Como o próprio título já diz claramente, King Richards é sobre um personagem. Não sobre suas filhas famosas e nem sua esposa, que é um poço sem fundo de sensatez, o filme é sobre ele, doa a quem doer.
O tal Richard é Richard Williams, pai das tenistas Venus e Serena Williams e que faz parte de suas histórias não só por ter batizado elas e suas outras três irmãs, mas por ter um plano.

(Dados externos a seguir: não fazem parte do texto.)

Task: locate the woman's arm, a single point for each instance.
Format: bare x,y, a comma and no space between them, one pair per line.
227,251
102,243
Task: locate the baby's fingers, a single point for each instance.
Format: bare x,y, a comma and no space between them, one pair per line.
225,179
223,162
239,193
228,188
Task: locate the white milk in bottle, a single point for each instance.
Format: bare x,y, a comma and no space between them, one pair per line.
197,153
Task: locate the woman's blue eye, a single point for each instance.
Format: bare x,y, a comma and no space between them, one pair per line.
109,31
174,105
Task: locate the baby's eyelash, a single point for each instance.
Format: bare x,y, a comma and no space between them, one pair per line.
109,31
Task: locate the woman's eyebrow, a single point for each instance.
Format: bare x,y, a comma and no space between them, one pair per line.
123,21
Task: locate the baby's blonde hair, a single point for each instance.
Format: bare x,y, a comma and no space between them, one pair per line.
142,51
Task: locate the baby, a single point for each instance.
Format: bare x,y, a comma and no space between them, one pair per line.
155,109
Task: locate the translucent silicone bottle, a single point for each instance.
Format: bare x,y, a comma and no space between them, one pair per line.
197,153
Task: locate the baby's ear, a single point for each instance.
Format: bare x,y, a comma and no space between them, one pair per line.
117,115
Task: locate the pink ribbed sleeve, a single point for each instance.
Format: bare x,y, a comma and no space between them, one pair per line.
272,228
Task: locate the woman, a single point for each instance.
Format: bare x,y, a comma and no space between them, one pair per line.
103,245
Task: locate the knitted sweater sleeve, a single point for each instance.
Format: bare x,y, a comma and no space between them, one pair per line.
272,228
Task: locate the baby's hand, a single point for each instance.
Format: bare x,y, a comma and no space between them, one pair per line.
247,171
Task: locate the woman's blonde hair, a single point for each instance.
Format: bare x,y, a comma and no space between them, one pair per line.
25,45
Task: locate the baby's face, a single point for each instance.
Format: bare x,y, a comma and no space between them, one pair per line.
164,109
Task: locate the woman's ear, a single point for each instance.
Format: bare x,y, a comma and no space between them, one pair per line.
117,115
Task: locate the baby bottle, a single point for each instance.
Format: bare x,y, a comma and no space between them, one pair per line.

A ideia dele era fazer com que cada uma de suas filhas ascendesse em suas carreiras de modo concreto, para as duas “sobrou” o tênis, o que o transformou em uma mistura de treinador e agente.
É lógico que o filme tem um pouquinho das duas, mas nunca, em nenhum momento sequer, está preocupado em ser uma cinebiografia delas, o assunto é ele. E não só o serviço é deles, mas sim o jogo inteiro, a quadra e até o estádio. Talvez isso deixe o filme não entender o próprio potencial, mas ainda assim funciona. Principalmente por Will Smith.
Smith vive Williams e o filme é dele. O roteiro de Zach Baylin só está interessado nisso, mas a direção de Reinaldo Marcus Green é quem entende melhor essa ideia. Mesmo sem uma carreira de filmes conhecidos do grande público, Green entende perfeitamente bem aquilo que o filme precisa para funcionar.
O Richard de Smith é forte e resiliente (no melhor sentido da palavra, mesmo com ela já desgastada), tem um sonho e vai atrás dele custe o que custar, mas não é um personagem perfeito, pelo contrário, é falho, teimoso, visceral, egocêntrico, mas ao mesmo tempo é dedicado e apaixonado pelas filhas. Seus métodos podem parecer deturpados, mas os resultados são eficientes, principalmente dentro do mundo onde vive.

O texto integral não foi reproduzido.